(Updates with plans for new taxes in sixth paragraph.)
Nov. 1 (Bloomberg) -- Ecuador’s government projects gross domestic product in South America’s seventh-biggest economy will expand 5.35 percent next year, the fastest since 2008.
Consumer prices are forecast to rise 5.14 percent, also the most since 2008, according to a document on the government’s 2012 budget proposal distributed by the Finance Ministry in Quito today.
The administration of President Rafael Correa is calling for a 2012 budget deficit of $4.23 billion.

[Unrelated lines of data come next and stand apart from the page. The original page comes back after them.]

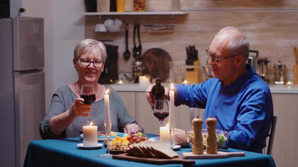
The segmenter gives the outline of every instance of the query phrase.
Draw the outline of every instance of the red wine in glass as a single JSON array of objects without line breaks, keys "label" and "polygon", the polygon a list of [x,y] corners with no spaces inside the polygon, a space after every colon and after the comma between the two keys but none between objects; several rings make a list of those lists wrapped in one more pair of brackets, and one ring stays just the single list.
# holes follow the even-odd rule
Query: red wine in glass
[{"label": "red wine in glass", "polygon": [[162,126],[164,120],[169,116],[169,104],[167,100],[157,100],[154,104],[153,115],[158,119]]},{"label": "red wine in glass", "polygon": [[153,115],[158,119],[160,121],[163,122],[165,118],[169,116],[169,113],[166,112],[156,112],[153,113]]},{"label": "red wine in glass", "polygon": [[91,104],[96,99],[95,94],[81,95],[81,98],[84,99],[83,103],[85,104]]},{"label": "red wine in glass", "polygon": [[[95,90],[93,85],[83,85],[81,88],[80,97],[84,99],[84,104],[91,105],[95,102],[96,96],[95,96]],[[90,123],[90,115],[87,122],[87,124]]]}]

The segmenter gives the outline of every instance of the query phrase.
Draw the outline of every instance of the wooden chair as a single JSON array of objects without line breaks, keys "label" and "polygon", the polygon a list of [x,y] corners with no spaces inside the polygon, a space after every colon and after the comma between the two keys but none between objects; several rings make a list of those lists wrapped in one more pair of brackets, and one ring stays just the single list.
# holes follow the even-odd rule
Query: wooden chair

The South American nation has had limited access to foreign credit since defaulting on $3.2 billion of international bonds in 2008 and 2009. Under Correa, the government has tapped China for $7.25 billion in loans, or 16 percent of the country’s total outstanding debt, and relied on new taxes and windfall oil profits to finance spending.
Ecuador, the Organization of Petroleum Exporting Countries’ smallest member, forecast oil prices will average $79.7 a barrel in 2012, according to the Finance Ministry document.
Correa last month announced plans to raise taxes for the ninth time since 2007, almost doubling beer prices and raising fees on cigarettes and capital exports. The new taxes would generate at least $905 million, according to government estimates compiled by Bloomberg.
Ecuador, which has defaulted on foreign debt twice since 1999, plans to sell international bonds this year or next to test the appetite for the country’s notes, Correa said in August. The government is also seeking additional bilateral loans from countries such as China and Russia to finance public spending, he said.